I use no sting spray adhesive remover working from the top down so the remover sits between the skin and the adhesive, no tearing.
But yea scabbed areas do tear unfortunately and most difficult to resolve. Seems like more frequent appliance changes are needed when there are scabs because they detach and acid then gets under them.
I swear by using a blow dryer now, I developed a test to see if the skin will be accept paste to stick or not. I drag my finger around and if it's smooth (or slippery) it won't stick. But if my fingertip feels dry and slightly rough skin I know it's good. As you likely know, our palms don't have any pores where skin oils come out, our palms are lubricated by rubbing open skin elsewhere. So if the fingertip feels dry during my test means the skin is trying to absorb oils and thus dry enough to accept paste (or ring if you use those)

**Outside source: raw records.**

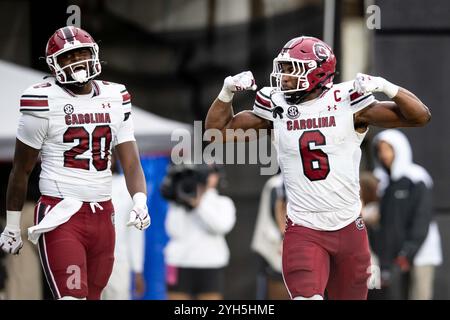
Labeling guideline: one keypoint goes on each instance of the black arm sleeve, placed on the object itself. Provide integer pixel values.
(419, 222)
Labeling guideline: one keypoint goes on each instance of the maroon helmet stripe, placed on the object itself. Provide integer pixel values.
(355, 95)
(126, 97)
(67, 33)
(263, 101)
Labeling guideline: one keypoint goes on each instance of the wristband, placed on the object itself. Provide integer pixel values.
(140, 199)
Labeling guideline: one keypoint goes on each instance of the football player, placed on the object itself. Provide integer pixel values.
(318, 128)
(74, 121)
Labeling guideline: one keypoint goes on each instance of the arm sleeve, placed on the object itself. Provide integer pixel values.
(126, 130)
(175, 221)
(360, 101)
(136, 247)
(32, 130)
(217, 212)
(419, 221)
(263, 105)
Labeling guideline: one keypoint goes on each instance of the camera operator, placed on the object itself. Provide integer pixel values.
(197, 221)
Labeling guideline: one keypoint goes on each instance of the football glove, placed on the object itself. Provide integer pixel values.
(240, 82)
(139, 216)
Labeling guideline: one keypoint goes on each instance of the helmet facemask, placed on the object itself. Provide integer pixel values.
(69, 73)
(300, 70)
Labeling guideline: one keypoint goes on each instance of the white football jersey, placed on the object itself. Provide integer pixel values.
(75, 134)
(318, 153)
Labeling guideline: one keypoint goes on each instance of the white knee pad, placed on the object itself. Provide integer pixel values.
(71, 298)
(314, 297)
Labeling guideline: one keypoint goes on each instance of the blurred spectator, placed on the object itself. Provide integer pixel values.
(129, 248)
(371, 215)
(197, 221)
(24, 281)
(405, 221)
(268, 240)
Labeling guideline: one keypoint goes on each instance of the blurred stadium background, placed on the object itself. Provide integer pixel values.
(173, 55)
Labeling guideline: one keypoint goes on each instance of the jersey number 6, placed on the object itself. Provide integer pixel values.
(315, 162)
(82, 135)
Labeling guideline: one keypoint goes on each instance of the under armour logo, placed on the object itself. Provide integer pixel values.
(278, 111)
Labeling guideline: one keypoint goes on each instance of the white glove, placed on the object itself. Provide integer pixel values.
(139, 216)
(241, 81)
(10, 239)
(365, 83)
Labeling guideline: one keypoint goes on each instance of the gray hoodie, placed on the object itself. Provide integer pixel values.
(406, 204)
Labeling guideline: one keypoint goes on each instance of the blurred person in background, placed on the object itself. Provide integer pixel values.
(268, 240)
(318, 129)
(197, 221)
(24, 280)
(370, 212)
(407, 240)
(129, 250)
(73, 122)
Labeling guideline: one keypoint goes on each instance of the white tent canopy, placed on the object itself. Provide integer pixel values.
(152, 132)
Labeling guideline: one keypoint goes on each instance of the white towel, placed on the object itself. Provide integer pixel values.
(58, 215)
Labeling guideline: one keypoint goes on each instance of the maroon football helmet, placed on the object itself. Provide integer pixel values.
(66, 39)
(313, 63)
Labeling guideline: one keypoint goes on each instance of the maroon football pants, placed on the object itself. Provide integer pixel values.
(337, 262)
(77, 257)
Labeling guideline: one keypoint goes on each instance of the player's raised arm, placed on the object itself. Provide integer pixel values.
(221, 115)
(24, 160)
(405, 109)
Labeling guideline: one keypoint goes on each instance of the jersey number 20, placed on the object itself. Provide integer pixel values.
(315, 162)
(82, 135)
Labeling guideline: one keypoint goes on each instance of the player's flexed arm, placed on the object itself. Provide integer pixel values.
(134, 176)
(24, 160)
(405, 109)
(221, 115)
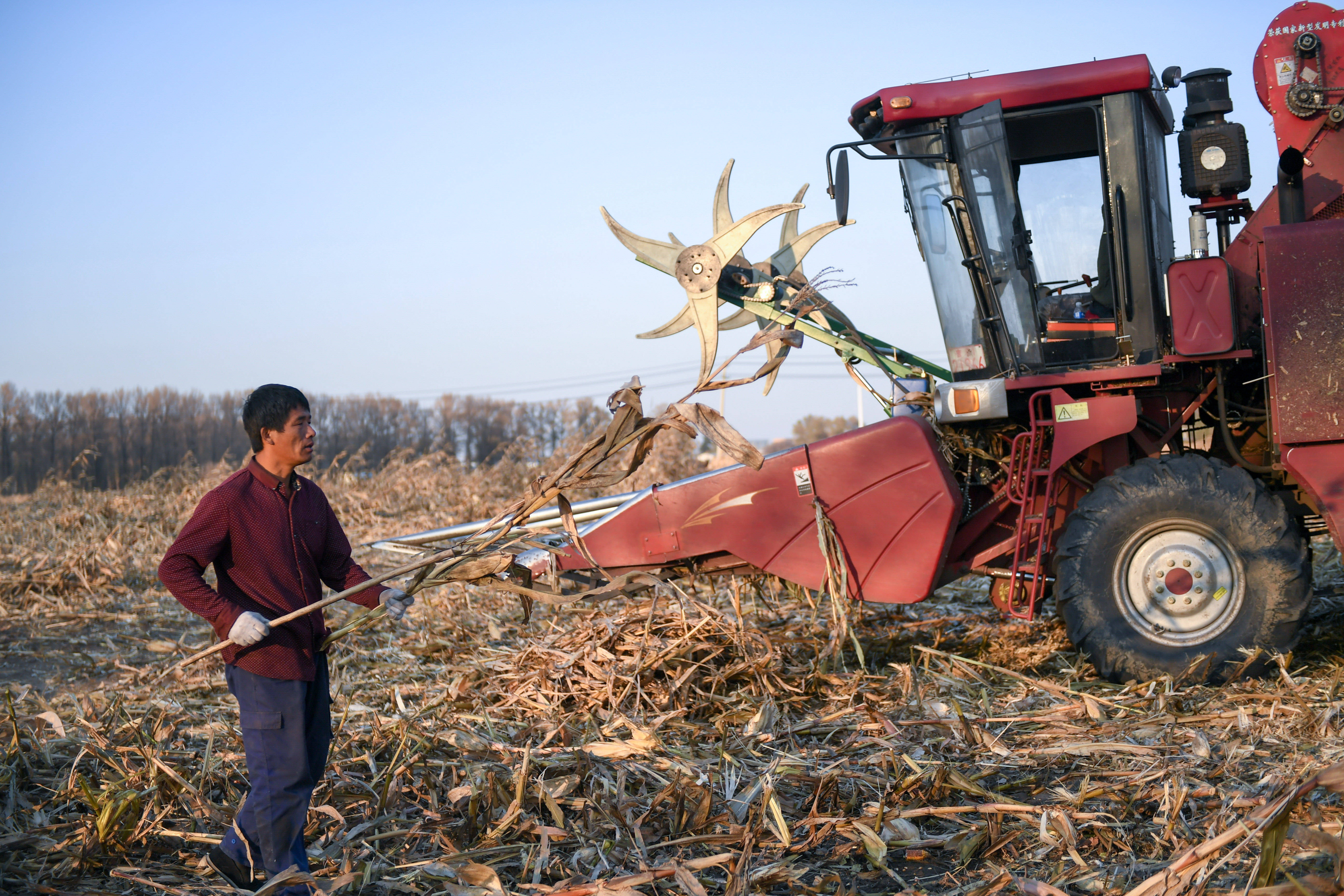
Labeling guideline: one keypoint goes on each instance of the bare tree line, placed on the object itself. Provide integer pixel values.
(109, 440)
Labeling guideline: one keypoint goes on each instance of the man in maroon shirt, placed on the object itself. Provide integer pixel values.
(273, 541)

I also first concentrate on getting paste to stick to the most irritated spots first. Seems my stoma hole is on one side and almost flush, making that skin area next to it prime target #1 for output sideways pressure which can force paste off the skin and underneath.
I agree with you about alcohol, it's the worst thing to use around a stoma, guess they get into the habit of using it for everything. I hope the industry is getting away from using it around stomas. But hospitals are all about administration and costs, not creature comforts unless you have the big bucks. Seems the best otosmy nurses are the patients themselves.